The Access to Cannabis for Medical Purposes Regulations (ACMPR) provide Canada's framework for individuals to purchase or produce small amounts of cannabis for their personal medical use. Under the ACMPR, a health care provider gives a patient a medical document. Based on the medical document, the individual can purchase cannabis from a federally licensed producer (LP). The ACMPR allow individuals registered with an LP to purchase dried or fresh "marihuana" (cannabis flowers) or cannabis oil. Alternatively, individuals can send their medical documents to Health Canada for authorization to grow a limited amount of cannabis for their own medical purposes, or designate someone to produce it for them.

Health Canada has stated that the ACMPR are not permanent regulations. Stakeholders should keep up to date with coming changes. Changes in medical cannabis regulations present new opportunities and challenges in health care, labour and employment, and capital markets. From a health care perspective, the ACMPR complement the Narcotic Control Regulations in setting out rules for the possession, sale, use and administration of medical cannabis in a healthcare facility. The ACMPR are permissive, not mandatory. It is up to each facility to determine whether, and if so within what parameters, it will permit the provision, sale or administration of medical cannabis to patients or residents who have an ACMPR medical document, prescription or a written order providing access to medical cannabis. Given increasing social acceptance of medical cannabis, more accessible products (e.g. cannabis oils and capsules) and the outcome of some Canadian Charter of Rights and Freedoms challenges, we may see a push towards greater acceptance of medical cannabis in the health care setting.

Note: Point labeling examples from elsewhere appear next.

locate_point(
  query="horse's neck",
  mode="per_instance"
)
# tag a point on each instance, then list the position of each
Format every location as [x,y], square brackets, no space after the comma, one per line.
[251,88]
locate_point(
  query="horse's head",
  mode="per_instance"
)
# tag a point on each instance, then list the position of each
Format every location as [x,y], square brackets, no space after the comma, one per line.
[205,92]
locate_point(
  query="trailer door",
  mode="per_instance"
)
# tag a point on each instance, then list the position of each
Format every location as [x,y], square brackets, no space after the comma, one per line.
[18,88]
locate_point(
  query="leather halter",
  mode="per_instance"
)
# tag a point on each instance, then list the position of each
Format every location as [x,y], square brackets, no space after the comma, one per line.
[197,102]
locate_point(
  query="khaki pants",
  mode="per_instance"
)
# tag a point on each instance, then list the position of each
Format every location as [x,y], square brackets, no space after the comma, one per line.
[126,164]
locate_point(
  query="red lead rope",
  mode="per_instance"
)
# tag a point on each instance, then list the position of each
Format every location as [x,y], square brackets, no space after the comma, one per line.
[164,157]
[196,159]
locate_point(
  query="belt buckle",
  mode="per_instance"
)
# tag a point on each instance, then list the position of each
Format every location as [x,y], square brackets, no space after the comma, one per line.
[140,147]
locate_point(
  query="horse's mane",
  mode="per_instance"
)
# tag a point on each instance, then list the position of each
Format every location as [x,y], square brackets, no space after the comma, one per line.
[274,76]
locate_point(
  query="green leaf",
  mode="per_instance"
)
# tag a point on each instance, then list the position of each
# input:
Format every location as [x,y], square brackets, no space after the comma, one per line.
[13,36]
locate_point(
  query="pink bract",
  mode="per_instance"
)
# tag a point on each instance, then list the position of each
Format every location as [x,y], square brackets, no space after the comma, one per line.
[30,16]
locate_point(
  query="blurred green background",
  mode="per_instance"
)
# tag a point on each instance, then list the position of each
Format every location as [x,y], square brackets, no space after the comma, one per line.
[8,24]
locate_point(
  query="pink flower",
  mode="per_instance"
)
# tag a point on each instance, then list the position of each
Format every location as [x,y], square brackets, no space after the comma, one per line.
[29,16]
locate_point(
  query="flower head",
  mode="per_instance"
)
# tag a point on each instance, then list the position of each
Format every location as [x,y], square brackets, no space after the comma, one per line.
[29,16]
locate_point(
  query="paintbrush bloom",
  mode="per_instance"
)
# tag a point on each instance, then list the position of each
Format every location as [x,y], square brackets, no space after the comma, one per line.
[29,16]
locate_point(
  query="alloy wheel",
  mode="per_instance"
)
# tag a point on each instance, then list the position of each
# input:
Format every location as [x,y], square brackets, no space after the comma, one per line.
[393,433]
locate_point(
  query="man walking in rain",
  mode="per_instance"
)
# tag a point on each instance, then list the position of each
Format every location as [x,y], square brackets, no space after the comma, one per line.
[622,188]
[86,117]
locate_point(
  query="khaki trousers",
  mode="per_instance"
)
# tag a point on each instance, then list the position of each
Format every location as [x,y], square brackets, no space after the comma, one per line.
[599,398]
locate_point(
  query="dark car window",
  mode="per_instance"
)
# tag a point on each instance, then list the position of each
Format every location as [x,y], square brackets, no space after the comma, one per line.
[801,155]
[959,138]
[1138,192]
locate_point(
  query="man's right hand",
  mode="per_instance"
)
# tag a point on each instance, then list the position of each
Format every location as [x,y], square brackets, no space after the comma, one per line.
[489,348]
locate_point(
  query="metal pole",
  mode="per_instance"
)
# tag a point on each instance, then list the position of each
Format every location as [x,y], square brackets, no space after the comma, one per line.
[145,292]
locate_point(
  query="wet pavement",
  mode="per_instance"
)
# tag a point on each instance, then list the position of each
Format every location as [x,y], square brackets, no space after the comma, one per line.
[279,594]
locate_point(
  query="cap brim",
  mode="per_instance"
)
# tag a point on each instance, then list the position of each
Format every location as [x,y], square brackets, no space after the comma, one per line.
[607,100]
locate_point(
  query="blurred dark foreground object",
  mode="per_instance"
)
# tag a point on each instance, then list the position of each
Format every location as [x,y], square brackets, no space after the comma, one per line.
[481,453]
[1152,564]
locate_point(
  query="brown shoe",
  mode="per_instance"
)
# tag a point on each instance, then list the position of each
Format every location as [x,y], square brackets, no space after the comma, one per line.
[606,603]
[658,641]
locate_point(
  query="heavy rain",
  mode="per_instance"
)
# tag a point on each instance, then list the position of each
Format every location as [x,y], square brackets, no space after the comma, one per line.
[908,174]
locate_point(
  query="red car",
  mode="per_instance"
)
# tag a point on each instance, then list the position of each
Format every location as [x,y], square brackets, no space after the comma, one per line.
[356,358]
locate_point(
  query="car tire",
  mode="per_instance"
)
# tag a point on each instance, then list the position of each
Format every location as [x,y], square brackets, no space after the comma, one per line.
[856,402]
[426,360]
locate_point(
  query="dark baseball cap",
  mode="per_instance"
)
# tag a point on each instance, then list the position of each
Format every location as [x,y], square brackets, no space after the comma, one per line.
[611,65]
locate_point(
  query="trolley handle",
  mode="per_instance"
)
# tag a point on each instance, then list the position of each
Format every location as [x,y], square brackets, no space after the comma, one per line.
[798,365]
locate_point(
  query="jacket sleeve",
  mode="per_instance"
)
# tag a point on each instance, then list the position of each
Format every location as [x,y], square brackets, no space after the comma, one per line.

From an employment law perspective, employers have a duty to accommodate employees with disabilities under human rights legislation. If an employee provides written communications from a physician or other evidence indicating that, in order to attend work, he or she must be permitted to smoke or ingest cannabis for medical purposes, an employer will have to consider this request. Whether the duty to accommodate requires an employer to permit an employee to consume medical cannabis at work or not, will depend on a number of factors, including the nature of the employee's work and the impact on productivity caused by the ingestion of cannabis. Employers also have a corresponding duty under provincial occupational health and safety legislation to maintain a safe workplace. Employees in safety-sensitive positions might not be entitled to smoke or ingest medical cannabis at work while or before performing their duties.

From a capital markets perspective, the ACMPR and the loosening legal framework surrounding medical cannabis is fueling fast growth in a relatively nascent market sector. As of the date of this publication, 37 licenses to produce medical cannabis have been issued under the ACMPR or its predecessor legislation, the Marihuana for Medical Purposes Regulations (Canada), and there are approximately 416 license applications awaiting review by Health Canada, with approximately 20 new applications being received every month. LPs are scrambling to grab their share of a burgeoning Canadian medical cannabis market, which is forecast to peak at $1.1 billion by 2020 (without full legalization for recreational use). With these sky-high opportunities, LPs are accessing the capital markets at a feverish pace to finance increased growing capacity and complete complementary acquisitions of other LPs or production facilities. Since the 2015 federal election in Canada, publicly-listed LPs have raised more than $563 million in equity. The Canadian market for cannabis could get even hotter if the federal Liberals make good on their election promise to fully legalize cannabis for recreational use, which is widely anticipated.